Document annotation is a central method for many Digital humanities projects. Depending on the complexity of the information to be annotated, it can be done in an automatic or manual manner. Current annotation systems have a major drawback when used on documents from humanities: one can state only if a certain feature /information is present or not in the material: thus a typical 1/0 discrimination. Although it is true that through digitization the “continuum” of any humanities object gest lost, such annotation strategy leads not only to quite dramatic discretization of the initial object but can lead to wrong interpretations. Especially annotation of historical facts and documents must consider and integrate degrees of vagueness in the annotation.
In the project HerCoRe –Hemeneutic and Computer-based Analysis of Reliability, Consistency and Vagueness in historical texts (financed by the Volkswagen Stiftung), we investigate:
Which is the influence linguistic vagueness (e.g. vague adjectives, non intersectives, hedges, subjunctives) on the presented historical facts
The degree to which the author is making use by purpose of vague expressions
How reliable are expressions of “certainty” compared with quoted historical sources
We distinguish between several vagueness layers: linguistic, editorial (markers by editors /translators) and factual (omission, wrong quotation).
The object of our analysis are the texts of Dimitrie Cantemir, prince of Moldavia, whose works from the 18th century about the Ottoman Empire and Moldavia were already translated at that time in many languages like English, German and French.

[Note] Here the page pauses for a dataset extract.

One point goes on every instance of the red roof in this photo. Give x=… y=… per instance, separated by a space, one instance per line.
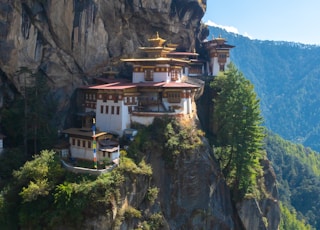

We propose a framework for vagueness annotation, which allows the user:
to navigate any time between different annotation levels,
to mark-up discontinuous assertions and
to introduce concurrent mark-up
Linguistic vagueness is annotated in a semi-automatic manner, editorial vagueness is inferred partially from the text, factual vagueness is annotated manually. A fuzzy knowledge base allows also the annotation of named entities (person, geographical information, dates).